2. The method of claim 1 , wherein the step of generating is provided by printing a copy of the production run sheet.

3. The method of claim 1, wherein the step of generating is performed by displaying the production run sheet on a computer display screen associated with the network.

4. The method of claim 1, wherein the steps of obtaining are performed at predetermined interval.

5. The method of claim 4, wherein the predetermined interval is specified by a user associated with the computer network.

6. The method of claim 1, wherein the steps of obtaining are performed automatically in response to a change in production data or quality data which is greater than a predetermined threshold.

7. The method of claim 1, further comprising the step of entering supplemental user comments into the computer network prior to the step of generating, and wherein the production run sheets includes the supplemental user comments.

8. The method of claim 1, further comprising the step of generating a statistical quality control graph based on the production data and the quality data.

9. The method of claim 1 , further comprising the steps of integrating the production data and the quality data, and storing the integrated data on a server (40) associated with the computer network.

10. A system for monitoring production data, comprising:

a first database (52,54,56,58, 54) storing quality data indicative of measured qualities of production output, the measured qualities including one or more of: rheology values, appearance measurements, compositional data, strength data, and color data;

a plurality of sensors connected to monitor production values including one or more of: production output, production input, and production environment readings; and

a computer (40, 44) configured to obtain the measured qualities from the first database and the production values from the plurality of sensors, and to generate a production run sheet (80) based on at least some of the measured qualities and the production values.

11. The method of claim 1 , wherein the production run sheet includes date and time information.

12. The system of claim 11, wherein the computer generates a printed copy of the production run sheet.

13. The system of claim 11, wherein the computer displays the production run sheet on a computer display screen associated with the network.

14. The system of claim 11, wherein the measured qualities and production values are generated at a predetermined interval.

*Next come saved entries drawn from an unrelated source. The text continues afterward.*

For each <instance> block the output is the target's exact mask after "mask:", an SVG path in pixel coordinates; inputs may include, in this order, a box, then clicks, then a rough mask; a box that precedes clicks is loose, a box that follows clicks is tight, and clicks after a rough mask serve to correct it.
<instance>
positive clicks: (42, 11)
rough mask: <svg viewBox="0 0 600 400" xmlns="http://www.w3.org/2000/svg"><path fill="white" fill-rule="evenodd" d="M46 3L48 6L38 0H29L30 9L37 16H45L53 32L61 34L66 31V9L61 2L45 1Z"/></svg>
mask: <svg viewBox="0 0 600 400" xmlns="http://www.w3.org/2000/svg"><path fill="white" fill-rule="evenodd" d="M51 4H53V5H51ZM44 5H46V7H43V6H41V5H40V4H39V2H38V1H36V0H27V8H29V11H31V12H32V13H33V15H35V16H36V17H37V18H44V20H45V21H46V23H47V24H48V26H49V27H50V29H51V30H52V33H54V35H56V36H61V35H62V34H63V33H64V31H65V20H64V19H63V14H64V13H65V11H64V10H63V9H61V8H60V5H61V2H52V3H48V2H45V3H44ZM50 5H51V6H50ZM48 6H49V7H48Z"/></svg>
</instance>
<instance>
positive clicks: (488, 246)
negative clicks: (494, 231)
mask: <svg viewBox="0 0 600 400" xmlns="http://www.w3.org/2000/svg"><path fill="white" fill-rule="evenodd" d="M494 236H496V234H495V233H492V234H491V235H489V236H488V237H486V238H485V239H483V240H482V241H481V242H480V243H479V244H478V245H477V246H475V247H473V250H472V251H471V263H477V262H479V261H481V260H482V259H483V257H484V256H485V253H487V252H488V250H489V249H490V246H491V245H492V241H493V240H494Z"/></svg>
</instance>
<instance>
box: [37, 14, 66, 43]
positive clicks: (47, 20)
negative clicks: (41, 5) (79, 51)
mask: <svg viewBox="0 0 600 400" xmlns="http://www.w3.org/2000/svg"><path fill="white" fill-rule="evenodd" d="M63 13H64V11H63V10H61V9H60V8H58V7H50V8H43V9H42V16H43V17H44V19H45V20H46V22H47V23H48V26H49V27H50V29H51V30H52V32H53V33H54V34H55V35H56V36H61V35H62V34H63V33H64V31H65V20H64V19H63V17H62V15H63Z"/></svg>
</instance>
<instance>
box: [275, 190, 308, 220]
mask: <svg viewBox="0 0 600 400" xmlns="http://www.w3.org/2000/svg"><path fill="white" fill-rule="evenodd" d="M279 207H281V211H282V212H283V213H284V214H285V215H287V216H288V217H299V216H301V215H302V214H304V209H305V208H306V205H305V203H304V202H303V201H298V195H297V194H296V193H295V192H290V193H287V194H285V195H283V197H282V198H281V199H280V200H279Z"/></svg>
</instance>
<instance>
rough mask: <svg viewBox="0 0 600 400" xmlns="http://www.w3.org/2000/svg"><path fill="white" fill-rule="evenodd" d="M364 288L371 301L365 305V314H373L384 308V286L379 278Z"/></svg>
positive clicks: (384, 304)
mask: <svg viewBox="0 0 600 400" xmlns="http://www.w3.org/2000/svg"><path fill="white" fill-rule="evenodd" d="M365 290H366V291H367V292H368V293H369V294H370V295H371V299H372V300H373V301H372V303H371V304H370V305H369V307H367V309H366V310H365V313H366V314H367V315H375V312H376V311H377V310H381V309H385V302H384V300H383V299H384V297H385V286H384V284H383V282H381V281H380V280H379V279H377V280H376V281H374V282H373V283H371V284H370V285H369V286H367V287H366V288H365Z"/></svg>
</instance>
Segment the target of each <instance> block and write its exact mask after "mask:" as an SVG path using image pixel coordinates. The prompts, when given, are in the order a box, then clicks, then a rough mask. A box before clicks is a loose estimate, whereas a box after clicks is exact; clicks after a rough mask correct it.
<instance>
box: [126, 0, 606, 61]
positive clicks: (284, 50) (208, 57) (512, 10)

15. The system of claim 14, wherein the predetermined interval is specified by a user associated with the computer network.

16. The system of claim 11, measured qualities and production values are generated automatically in response to a change in production data or quality data which is greater than a predetermined threshold.

17. The system of claim 11, wherein the computer (44) is further configured to receive supplemental user comments, and wherein the production run sheets includes the supplemental user comments.

18. The system of claim 11, wherein the computer (44) is further configured to generate a statistical quality control graph based on the production data and the quality data.

19. The system of claim 11, wherein the production run sheet (80) includes date and time information.

20. The system of claim 11, further comprising a data integrator connected to the first database, the plurality of sensors, and the the data integrator integrating the production data and the quality data, and storing the integrated data on a server associated with the computer network.